Dieser Beitrag ist etwas spezieller, da wir auch Leserinnen und Leser haben, die sich vertieft mit der Neuregelung der Selbstanzeige und deren Begleitregelungen auseinandersetzen möchten. Hier geht es um eine solche verblüffende Begleitregelung.

Aktueller Stand ist der Entwurf der Bundesregierung v. 24.9.2014 (Kabinettsbeschluss). Nach diesem Beschluss soll – so auch viele Politiker in den Medien – die steuerliche Verjährung (sog. Festsetzungsverjährung) auf teilweise 20 Jahre oder mehr ausgedehnt werden. Anlass war der Fall einer prominenten Journalistin, so dass sich die Politik vermeintlich zum „Handeln“ genötigt sah. So sieht § 170 Abs. 6 Abgabenordnung (AO) im Entwurf vor, dass bei Kapitaleinkünften aus „unkooperativen Staaten“ die Verjährungsfrist erst beginnt, wenn das Finanzamt hiervon Kenntnis erlangt (spätestens soll der Beginn 10 Jahre nach Ablauf des Kalenderjahres liegen). Erst ab diesem Beginn schließt sich dann bei Hinterziehung die 10 jährige steuerliche Frist an.

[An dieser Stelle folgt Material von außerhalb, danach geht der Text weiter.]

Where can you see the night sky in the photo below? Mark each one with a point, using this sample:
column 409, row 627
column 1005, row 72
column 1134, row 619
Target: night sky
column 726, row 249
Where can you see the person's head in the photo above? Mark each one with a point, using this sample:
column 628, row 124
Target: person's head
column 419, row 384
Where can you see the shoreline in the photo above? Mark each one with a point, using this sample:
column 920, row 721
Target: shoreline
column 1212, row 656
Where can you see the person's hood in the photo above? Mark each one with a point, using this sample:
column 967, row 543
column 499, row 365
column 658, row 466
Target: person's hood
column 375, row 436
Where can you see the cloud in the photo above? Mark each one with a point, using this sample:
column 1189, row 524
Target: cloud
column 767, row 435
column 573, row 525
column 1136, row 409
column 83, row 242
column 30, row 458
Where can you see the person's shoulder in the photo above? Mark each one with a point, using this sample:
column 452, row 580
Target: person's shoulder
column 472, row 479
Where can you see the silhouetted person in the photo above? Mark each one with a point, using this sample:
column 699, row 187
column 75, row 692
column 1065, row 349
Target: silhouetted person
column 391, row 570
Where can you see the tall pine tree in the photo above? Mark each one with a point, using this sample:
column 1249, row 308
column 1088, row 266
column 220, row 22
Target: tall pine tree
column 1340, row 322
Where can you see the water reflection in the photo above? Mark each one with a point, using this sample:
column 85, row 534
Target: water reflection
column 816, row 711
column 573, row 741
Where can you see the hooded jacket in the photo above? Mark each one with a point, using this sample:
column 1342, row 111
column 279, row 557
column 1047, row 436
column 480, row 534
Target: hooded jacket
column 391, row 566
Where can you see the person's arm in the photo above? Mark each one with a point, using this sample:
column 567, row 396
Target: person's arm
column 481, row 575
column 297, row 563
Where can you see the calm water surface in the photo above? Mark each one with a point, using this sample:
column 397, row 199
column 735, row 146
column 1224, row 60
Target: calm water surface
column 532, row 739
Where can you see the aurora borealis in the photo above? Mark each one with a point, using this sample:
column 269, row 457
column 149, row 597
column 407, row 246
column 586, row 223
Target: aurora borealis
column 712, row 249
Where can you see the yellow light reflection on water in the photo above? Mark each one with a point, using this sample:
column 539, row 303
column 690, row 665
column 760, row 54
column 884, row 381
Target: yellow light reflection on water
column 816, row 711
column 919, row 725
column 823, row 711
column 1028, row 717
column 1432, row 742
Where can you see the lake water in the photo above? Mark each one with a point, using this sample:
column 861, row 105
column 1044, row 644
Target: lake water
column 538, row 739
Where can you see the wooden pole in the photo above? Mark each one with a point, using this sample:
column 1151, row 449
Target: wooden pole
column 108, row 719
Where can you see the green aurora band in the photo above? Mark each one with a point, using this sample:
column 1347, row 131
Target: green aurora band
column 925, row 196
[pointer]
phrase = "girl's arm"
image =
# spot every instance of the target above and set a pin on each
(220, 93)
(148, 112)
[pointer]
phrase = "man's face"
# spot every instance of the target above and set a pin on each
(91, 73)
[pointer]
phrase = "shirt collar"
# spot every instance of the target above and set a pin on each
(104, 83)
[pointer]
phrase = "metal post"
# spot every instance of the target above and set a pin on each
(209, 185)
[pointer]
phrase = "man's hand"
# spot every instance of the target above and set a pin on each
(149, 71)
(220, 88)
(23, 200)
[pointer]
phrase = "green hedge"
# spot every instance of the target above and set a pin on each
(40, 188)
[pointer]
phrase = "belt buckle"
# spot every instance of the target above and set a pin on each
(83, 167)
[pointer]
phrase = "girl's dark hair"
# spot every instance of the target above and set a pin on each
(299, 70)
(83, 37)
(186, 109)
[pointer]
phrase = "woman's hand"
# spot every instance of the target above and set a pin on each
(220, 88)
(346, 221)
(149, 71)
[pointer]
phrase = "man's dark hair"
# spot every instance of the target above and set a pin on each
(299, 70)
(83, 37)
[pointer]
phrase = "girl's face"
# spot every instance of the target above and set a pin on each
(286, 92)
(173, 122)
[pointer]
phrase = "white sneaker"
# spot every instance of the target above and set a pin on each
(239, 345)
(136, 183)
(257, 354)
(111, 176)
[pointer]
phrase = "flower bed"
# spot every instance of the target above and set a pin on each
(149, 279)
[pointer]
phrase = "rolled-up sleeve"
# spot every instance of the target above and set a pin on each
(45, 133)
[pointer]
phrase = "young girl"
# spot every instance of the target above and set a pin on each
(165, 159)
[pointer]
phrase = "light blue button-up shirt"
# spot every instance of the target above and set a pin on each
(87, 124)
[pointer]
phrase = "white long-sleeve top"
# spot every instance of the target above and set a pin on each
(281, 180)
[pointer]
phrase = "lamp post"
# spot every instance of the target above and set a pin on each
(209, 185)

Bitte beachten Sie: Hiervon ist die strafrechtliche Verjährung zu unterscheiden, der wie bisher bei 5 oder 10 Jahren bleiben soll. Auch der neu geplante Umfang der Selbstanzeige (starre Mindestfrist zur Korrektur von 10 Jahren ab 1.1.2015) ist von der steuerlichen Verjährungsfrist zu trennen. Die steuerliche Verjährunsgfrist besagt, wie lange das Finanzamt steuerlich ein altes Jahr in einem Bescheid festsetzen darf.

Jetzt kommt aber der Clou: Der Gesetzesentwurf sieht an anderer Stelle vor, dass diese Regelung des § 170 Abs. 6 AO (Entwurf) erst in einigen Jahren Bedeutung haben wird. Denn die steuerliche Festsetzungsverjährung verlängert sich bereits aufgrund der bereits existierenden Regelungen bei Hinterziehung auf mindestens 10 Jahre oder mehr. Damit erweist sich die geplante Neuregelung der Verjährunsgfrist auf längere Sicht als bloße „Effekthascherei“.

Daher der Hinweis der Steueranwälte aus Köln: Für Selbstanzeigen jetzt oder in den nächsten Jahren hat diese Regelung keine  Bedeutung. Diese Regelung zur zeitlichen Anwendung verschleiert, dass diese steuerliche  Verjährungsregelung des § 170 Abs. 6 (Entwurf) faktisch lange keine Bedeutung haben wird.

Hierzu im einzelnen (für unsere  auch an Details interessierten Leserinnen und Leser): Artikel 2 Abs. 13 des Änderungsgesetzes (Entwurf v. 24.9.2014) sieht vor, dass die Neuregelung des § 170 Abs. 6 (Entwurf) für Fälle gelten soll, in denen die Festsetzungsverjährung nach dem 31.12.2014 beginnt.  Dies hätte zur Konsequenz, dass

  • diese Neuregelung bei Hinterziehung frühstens für Veranlagungen Bedeutung hätte, die nach dem 31.12.2024 durchgeführt werden (in vielen Fällen dauert die steuerliche Verjährung wegen wegen der diversen schon existierenden Regelungen zu Ablaufhemmungen sowieso  schon länger)
  • und kann als frühesten Veranlagungszeitraum 2011 betreffen (bei Nichtabgabe der Erklärung für den  Zeitraum 2011).

Mit anderen Worten: Frühestens bei Veranlagungen/Korrekturen der Jahre 2011 ff., die durch das Finanzamt nach 2024 (!) erfolgen, könnte die Neuregelung relevant werden.